Réformer et moderniser le service public est un des objectifs premier du gouvernement gabonais au regard du déséquilibre observé entre la baisse des investissements et les dépenses liées à la masse salariale. 

C’est dans cette optique que le ministre de la Fonction publique, Ali Akbar Onanga a donné, le 12 juillet dernier, une conférence de presse sur la maitrise et l’optimisation de la masse salariale. Pour cette circonstance, il s’est mué en pédagogue pour expliquer aux hommes et femmes de médias, le bien-fondé des mesures de redressement en lien avec le ministère dont il a la charge.

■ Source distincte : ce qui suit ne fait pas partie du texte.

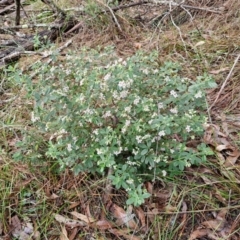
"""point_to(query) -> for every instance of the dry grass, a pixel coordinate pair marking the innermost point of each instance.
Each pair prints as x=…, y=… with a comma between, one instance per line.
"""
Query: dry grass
x=210, y=43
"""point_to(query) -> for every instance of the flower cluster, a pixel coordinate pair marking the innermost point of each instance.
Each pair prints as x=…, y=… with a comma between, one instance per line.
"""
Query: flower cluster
x=127, y=114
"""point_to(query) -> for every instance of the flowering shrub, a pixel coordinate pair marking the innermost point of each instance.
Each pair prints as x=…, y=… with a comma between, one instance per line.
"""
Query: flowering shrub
x=99, y=111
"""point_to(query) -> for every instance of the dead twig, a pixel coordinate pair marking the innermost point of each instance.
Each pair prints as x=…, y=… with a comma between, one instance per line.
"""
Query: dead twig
x=225, y=82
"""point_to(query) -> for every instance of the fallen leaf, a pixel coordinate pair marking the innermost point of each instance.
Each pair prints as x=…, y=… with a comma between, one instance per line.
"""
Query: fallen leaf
x=141, y=216
x=103, y=224
x=231, y=160
x=137, y=45
x=199, y=43
x=83, y=217
x=124, y=233
x=123, y=217
x=63, y=235
x=219, y=70
x=73, y=234
x=73, y=205
x=69, y=222
x=199, y=233
x=16, y=223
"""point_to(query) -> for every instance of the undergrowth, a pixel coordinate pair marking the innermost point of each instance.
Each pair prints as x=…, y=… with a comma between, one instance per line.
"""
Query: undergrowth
x=130, y=115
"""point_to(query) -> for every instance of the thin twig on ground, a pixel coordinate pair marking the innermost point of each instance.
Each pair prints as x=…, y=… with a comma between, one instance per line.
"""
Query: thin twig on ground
x=225, y=82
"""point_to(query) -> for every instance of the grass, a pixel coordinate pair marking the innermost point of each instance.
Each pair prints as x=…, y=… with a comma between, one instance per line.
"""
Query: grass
x=36, y=192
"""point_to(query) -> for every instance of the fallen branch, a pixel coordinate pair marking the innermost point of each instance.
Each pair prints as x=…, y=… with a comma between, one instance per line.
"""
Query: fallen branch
x=225, y=82
x=24, y=26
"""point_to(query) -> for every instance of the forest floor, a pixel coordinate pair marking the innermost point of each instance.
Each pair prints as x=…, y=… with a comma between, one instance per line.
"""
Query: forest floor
x=204, y=203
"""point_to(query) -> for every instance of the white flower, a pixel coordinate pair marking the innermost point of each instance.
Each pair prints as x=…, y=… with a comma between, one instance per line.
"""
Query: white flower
x=129, y=181
x=101, y=96
x=160, y=105
x=135, y=151
x=145, y=71
x=89, y=111
x=173, y=93
x=106, y=77
x=33, y=118
x=136, y=101
x=122, y=84
x=80, y=98
x=118, y=151
x=115, y=95
x=188, y=164
x=127, y=109
x=188, y=128
x=65, y=89
x=139, y=139
x=123, y=94
x=107, y=114
x=95, y=131
x=69, y=147
x=99, y=151
x=127, y=123
x=161, y=133
x=198, y=95
x=164, y=173
x=174, y=110
x=146, y=108
x=167, y=79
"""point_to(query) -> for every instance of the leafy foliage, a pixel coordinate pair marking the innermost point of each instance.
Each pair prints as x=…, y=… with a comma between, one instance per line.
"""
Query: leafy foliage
x=99, y=111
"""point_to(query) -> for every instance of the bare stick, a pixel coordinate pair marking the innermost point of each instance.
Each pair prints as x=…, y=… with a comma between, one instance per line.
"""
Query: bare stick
x=113, y=15
x=225, y=82
x=18, y=6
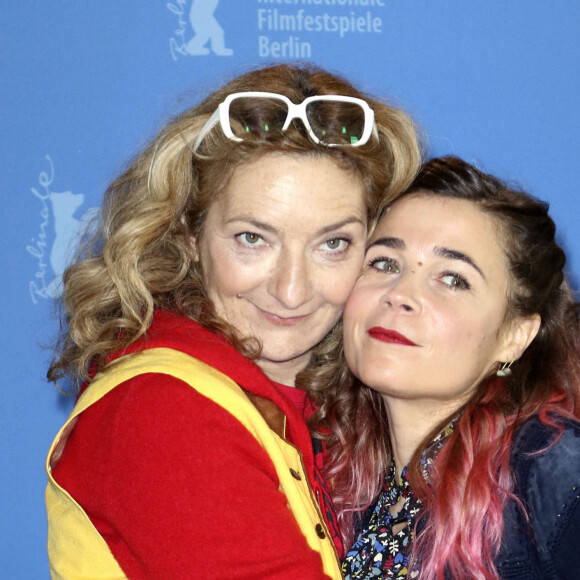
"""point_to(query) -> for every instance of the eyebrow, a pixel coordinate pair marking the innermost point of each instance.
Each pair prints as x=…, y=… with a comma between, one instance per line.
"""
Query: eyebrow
x=399, y=244
x=268, y=228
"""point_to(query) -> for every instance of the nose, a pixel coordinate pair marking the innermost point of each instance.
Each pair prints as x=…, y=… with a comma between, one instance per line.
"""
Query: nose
x=402, y=293
x=291, y=281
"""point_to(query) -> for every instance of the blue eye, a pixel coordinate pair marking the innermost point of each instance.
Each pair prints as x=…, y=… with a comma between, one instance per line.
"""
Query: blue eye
x=337, y=244
x=387, y=265
x=249, y=238
x=455, y=281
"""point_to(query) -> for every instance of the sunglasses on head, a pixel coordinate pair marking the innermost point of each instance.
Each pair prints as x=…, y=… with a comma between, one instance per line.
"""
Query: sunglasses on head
x=331, y=120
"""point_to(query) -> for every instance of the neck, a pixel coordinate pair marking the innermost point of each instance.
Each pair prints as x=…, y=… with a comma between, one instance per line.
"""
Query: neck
x=283, y=372
x=409, y=424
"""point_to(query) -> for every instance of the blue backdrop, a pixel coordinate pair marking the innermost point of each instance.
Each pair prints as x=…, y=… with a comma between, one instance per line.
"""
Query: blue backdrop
x=86, y=84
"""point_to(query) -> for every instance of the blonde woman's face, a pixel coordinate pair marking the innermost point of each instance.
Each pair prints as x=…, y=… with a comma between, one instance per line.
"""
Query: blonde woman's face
x=281, y=249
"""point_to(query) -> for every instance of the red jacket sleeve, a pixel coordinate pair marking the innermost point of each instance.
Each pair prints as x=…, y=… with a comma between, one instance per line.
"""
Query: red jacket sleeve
x=180, y=489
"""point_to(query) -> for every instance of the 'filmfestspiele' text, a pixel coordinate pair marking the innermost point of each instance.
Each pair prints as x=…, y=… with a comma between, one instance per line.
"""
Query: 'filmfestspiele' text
x=327, y=2
x=272, y=19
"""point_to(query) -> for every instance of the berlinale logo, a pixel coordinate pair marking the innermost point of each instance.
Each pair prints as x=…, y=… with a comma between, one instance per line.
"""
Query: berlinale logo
x=58, y=235
x=203, y=34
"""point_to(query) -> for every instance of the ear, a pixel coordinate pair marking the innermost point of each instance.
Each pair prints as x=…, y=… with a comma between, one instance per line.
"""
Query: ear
x=192, y=240
x=517, y=336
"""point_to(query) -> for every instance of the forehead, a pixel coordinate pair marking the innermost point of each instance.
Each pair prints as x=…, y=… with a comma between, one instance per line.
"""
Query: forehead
x=286, y=182
x=426, y=220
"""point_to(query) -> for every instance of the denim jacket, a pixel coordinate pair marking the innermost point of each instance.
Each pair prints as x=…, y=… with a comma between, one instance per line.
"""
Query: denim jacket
x=548, y=485
x=547, y=482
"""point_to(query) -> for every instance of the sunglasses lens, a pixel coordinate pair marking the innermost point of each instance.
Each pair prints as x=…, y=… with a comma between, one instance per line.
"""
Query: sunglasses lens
x=256, y=117
x=336, y=122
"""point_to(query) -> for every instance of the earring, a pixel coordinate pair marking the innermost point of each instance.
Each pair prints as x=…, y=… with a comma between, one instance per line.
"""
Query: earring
x=504, y=370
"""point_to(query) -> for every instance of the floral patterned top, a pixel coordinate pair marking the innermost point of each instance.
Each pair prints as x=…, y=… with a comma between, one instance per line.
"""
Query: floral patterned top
x=379, y=552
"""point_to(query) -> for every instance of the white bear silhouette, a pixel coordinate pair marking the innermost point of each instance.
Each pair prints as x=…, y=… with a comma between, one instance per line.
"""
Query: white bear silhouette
x=205, y=28
x=68, y=230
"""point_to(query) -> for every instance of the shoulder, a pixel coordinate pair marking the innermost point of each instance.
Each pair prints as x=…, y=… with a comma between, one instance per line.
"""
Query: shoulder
x=546, y=457
x=547, y=447
x=546, y=470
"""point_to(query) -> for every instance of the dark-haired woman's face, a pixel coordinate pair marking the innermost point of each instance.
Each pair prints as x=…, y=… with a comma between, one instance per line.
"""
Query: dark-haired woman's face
x=425, y=320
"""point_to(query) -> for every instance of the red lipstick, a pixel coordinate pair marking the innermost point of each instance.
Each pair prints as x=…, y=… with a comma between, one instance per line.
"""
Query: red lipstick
x=390, y=336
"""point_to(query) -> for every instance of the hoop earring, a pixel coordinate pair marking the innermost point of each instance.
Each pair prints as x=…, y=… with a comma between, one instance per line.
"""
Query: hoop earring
x=504, y=370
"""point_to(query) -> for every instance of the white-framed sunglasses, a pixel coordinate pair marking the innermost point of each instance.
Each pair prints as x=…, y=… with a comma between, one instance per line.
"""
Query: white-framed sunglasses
x=331, y=120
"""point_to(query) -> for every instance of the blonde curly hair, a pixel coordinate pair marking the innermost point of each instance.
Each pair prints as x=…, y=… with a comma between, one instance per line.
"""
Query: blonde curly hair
x=140, y=257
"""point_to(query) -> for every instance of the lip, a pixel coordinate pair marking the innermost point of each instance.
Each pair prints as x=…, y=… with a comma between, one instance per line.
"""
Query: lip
x=390, y=336
x=281, y=320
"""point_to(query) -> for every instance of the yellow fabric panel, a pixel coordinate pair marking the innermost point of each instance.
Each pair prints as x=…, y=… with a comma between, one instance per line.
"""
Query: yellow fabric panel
x=76, y=549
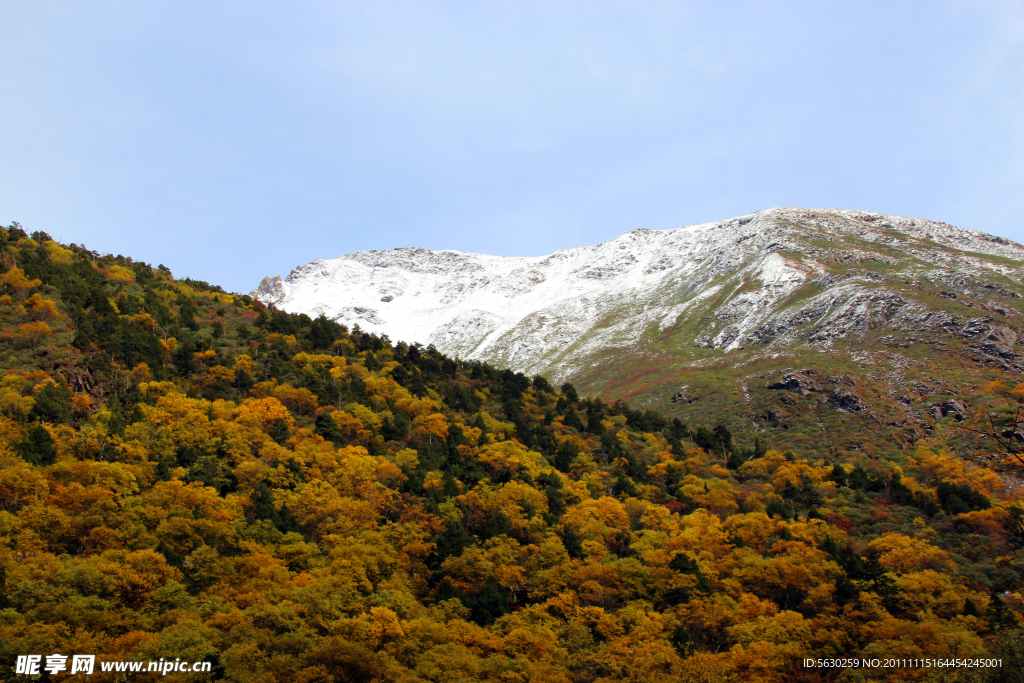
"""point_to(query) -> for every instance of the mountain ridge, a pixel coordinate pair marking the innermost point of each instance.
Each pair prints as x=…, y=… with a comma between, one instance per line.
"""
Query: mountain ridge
x=501, y=308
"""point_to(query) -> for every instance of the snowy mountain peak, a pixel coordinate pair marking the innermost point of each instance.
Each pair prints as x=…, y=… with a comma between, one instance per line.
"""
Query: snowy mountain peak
x=769, y=278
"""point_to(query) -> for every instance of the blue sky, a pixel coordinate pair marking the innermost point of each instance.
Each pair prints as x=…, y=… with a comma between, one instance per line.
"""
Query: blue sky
x=232, y=140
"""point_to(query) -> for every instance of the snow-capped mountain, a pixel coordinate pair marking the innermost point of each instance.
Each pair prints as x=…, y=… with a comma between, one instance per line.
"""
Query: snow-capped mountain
x=771, y=278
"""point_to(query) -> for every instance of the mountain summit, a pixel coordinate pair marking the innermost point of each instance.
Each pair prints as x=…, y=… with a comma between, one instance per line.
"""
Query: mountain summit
x=848, y=330
x=773, y=278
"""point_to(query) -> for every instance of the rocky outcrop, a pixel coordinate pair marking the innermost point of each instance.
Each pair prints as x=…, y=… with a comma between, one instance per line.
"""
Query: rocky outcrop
x=803, y=382
x=994, y=343
x=270, y=291
x=775, y=279
x=846, y=401
x=953, y=407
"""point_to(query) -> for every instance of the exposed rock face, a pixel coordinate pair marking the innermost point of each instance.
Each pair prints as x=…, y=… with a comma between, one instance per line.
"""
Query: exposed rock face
x=803, y=382
x=953, y=407
x=846, y=401
x=771, y=280
x=775, y=419
x=270, y=291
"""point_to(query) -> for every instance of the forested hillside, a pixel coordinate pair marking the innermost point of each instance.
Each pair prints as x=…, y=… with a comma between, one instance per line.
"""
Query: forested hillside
x=186, y=473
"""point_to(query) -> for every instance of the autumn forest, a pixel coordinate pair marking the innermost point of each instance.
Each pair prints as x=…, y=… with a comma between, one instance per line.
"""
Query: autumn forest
x=187, y=473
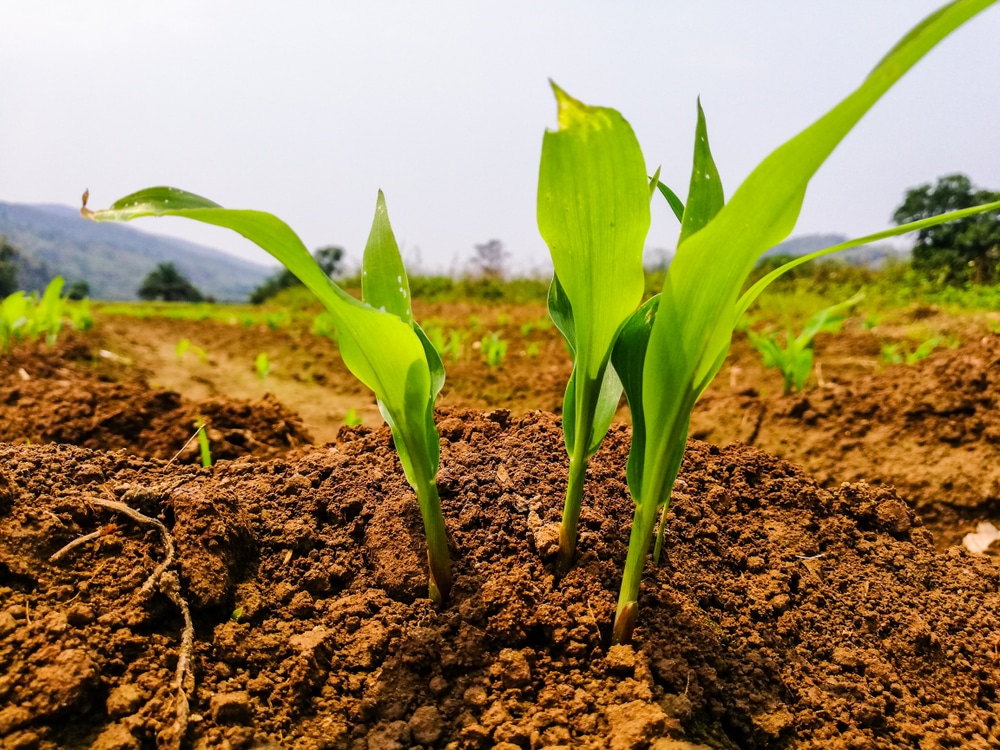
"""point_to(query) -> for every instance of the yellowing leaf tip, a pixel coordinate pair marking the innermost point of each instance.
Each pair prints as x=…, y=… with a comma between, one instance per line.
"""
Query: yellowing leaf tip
x=571, y=111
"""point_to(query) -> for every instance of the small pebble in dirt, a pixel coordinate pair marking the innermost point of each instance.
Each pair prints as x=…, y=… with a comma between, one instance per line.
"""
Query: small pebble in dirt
x=7, y=624
x=893, y=516
x=80, y=614
x=302, y=604
x=475, y=696
x=516, y=672
x=392, y=736
x=621, y=660
x=123, y=700
x=438, y=685
x=230, y=708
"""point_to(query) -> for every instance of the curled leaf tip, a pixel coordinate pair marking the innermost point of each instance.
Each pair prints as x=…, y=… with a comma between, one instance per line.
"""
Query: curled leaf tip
x=571, y=111
x=84, y=211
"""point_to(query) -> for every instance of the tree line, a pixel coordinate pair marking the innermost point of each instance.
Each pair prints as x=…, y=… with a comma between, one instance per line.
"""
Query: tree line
x=957, y=253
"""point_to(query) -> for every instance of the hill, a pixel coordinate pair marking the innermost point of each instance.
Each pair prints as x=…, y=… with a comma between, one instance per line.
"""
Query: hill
x=864, y=255
x=114, y=259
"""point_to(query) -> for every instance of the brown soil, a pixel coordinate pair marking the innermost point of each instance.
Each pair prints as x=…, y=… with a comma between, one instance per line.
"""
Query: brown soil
x=783, y=615
x=68, y=394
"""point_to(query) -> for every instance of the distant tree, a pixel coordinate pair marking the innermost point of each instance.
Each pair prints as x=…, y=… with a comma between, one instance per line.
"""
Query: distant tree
x=961, y=251
x=8, y=268
x=329, y=258
x=78, y=290
x=491, y=259
x=166, y=283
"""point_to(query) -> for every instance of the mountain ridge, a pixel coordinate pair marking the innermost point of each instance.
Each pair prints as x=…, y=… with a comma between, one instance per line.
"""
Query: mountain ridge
x=114, y=259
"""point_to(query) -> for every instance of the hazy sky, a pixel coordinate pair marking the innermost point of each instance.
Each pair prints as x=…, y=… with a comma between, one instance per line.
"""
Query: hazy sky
x=306, y=109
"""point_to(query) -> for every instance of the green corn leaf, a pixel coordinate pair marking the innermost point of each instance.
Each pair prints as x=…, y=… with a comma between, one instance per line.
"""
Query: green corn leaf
x=694, y=323
x=561, y=312
x=700, y=303
x=675, y=203
x=593, y=213
x=394, y=370
x=382, y=347
x=384, y=284
x=628, y=358
x=828, y=320
x=751, y=294
x=705, y=196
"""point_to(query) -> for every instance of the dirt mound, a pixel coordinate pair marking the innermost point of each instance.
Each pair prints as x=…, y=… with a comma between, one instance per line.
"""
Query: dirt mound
x=67, y=395
x=784, y=615
x=931, y=429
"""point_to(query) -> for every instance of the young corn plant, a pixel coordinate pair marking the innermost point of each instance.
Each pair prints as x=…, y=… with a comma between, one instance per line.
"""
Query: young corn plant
x=379, y=340
x=494, y=349
x=593, y=213
x=795, y=358
x=671, y=348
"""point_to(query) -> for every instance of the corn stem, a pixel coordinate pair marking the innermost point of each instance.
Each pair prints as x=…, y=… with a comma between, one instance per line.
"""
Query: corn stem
x=438, y=557
x=568, y=528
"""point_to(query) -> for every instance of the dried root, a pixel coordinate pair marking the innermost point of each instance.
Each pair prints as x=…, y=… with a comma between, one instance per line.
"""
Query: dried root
x=166, y=580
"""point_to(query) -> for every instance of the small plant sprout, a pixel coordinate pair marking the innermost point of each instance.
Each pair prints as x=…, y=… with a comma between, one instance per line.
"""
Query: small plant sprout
x=263, y=366
x=203, y=448
x=795, y=358
x=593, y=214
x=494, y=349
x=27, y=317
x=379, y=340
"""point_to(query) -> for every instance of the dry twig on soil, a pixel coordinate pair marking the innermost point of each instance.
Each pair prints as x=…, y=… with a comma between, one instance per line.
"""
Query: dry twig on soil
x=168, y=582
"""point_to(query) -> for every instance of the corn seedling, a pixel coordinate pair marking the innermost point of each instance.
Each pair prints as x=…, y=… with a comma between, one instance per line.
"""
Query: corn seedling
x=450, y=348
x=593, y=213
x=185, y=345
x=203, y=448
x=493, y=349
x=324, y=326
x=278, y=320
x=379, y=340
x=871, y=320
x=795, y=358
x=263, y=366
x=27, y=317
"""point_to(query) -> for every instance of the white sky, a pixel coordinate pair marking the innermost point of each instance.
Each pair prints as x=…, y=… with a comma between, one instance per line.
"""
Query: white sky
x=306, y=109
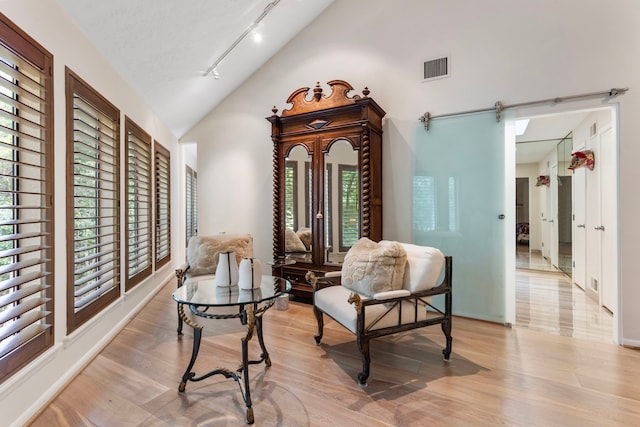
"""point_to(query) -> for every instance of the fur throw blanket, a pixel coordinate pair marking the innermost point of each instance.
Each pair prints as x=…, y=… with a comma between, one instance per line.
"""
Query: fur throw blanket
x=203, y=251
x=370, y=267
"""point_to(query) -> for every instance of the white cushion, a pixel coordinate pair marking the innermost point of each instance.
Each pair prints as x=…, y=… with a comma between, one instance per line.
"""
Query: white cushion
x=203, y=251
x=371, y=267
x=424, y=264
x=391, y=294
x=334, y=301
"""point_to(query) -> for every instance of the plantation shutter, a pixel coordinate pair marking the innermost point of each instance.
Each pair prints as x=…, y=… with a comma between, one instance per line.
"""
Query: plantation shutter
x=93, y=220
x=26, y=200
x=139, y=234
x=163, y=205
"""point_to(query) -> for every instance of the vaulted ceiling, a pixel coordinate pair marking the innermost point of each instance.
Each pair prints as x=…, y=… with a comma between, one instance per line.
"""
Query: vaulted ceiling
x=163, y=47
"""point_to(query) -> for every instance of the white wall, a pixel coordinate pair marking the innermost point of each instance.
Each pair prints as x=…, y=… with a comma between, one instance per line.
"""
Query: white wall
x=508, y=50
x=41, y=379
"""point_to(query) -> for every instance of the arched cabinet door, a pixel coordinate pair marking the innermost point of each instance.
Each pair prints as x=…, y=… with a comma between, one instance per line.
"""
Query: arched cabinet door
x=327, y=180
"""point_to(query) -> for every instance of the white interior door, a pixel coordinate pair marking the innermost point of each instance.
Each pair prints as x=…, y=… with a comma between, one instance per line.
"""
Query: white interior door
x=545, y=205
x=553, y=217
x=579, y=252
x=608, y=215
x=594, y=223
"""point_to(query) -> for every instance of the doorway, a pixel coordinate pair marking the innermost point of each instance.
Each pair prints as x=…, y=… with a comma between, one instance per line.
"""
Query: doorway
x=558, y=232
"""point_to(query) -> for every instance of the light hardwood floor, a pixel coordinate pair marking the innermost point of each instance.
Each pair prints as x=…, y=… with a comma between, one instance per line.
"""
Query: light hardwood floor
x=548, y=301
x=497, y=376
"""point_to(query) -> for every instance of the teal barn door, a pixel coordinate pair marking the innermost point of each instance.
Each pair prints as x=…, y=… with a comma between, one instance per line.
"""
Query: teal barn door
x=459, y=207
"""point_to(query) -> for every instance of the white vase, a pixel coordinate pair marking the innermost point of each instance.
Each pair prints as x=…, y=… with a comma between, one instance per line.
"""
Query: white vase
x=227, y=270
x=250, y=273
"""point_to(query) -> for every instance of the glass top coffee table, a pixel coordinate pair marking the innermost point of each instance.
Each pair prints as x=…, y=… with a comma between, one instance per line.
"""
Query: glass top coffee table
x=203, y=299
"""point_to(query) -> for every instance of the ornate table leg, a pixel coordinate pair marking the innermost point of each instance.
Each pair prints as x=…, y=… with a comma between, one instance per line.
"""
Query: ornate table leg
x=197, y=336
x=265, y=354
x=250, y=319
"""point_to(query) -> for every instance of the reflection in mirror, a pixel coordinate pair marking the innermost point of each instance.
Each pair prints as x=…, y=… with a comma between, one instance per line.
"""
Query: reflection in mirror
x=297, y=201
x=565, y=224
x=342, y=200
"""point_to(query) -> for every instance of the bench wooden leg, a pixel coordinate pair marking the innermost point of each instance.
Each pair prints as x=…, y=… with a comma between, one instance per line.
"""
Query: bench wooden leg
x=320, y=320
x=446, y=328
x=363, y=345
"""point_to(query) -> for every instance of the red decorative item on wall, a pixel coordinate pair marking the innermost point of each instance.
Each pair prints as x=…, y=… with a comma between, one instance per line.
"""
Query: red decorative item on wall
x=584, y=158
x=543, y=180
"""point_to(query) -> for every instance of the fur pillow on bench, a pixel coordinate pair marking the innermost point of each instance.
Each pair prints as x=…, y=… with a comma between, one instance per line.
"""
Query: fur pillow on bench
x=370, y=268
x=203, y=251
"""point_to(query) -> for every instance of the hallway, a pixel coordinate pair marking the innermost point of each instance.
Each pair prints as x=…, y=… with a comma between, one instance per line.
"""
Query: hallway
x=547, y=301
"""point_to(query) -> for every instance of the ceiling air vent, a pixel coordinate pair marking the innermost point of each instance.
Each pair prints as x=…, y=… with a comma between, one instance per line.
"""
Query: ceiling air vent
x=436, y=69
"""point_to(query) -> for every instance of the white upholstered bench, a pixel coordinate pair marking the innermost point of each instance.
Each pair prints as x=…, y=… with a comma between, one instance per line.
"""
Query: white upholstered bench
x=372, y=314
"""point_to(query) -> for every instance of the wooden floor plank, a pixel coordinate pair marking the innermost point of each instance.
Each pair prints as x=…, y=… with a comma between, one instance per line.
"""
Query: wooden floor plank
x=496, y=376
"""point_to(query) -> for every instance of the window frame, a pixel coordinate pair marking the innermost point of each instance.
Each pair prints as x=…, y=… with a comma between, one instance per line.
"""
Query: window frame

Selon lui, les résultats de la task force, ont révélé un déséquilibre énorme dans les finances publiques qui se présente sous la forme d’une diminution constante de l’investissement dont l’une des causes est le poids énorme de la masse salariale. Il est donc impératif d’inverser la tendance en maîtrisant les flux d’entrée à la fonction publique, de sorte que des économies soient engrangées et orientées vers le financement des politiques publiques bénéfiques aux couches sociales les plus vulnérables.

« La maîtrise et l’optimisation de la masse salariale sont des impératifs de gestion dans l’état actuel des finances publiques, (…) la situation actuelle ne permet plus à la Fonction Publique d’assumer sa mission principale. Ces mesures visent principalement à ramener la masse salariale mensuelle à 40 milliards FCFA en 2018 et à 35 milliards FCFA en 2019 pour atteindre un objectif d’économie globale de 70 milliards par an en fin d’année, et parvenir finalement à une masse salariale qui va plafonner autour de 400 milliards par an dans trois ans, stabiliser la masse salariale de façon durable, mettre en place des mesures structurelles de gestion des ressources humaines et de la paie », a expliqué le ministre de la Fonction publique.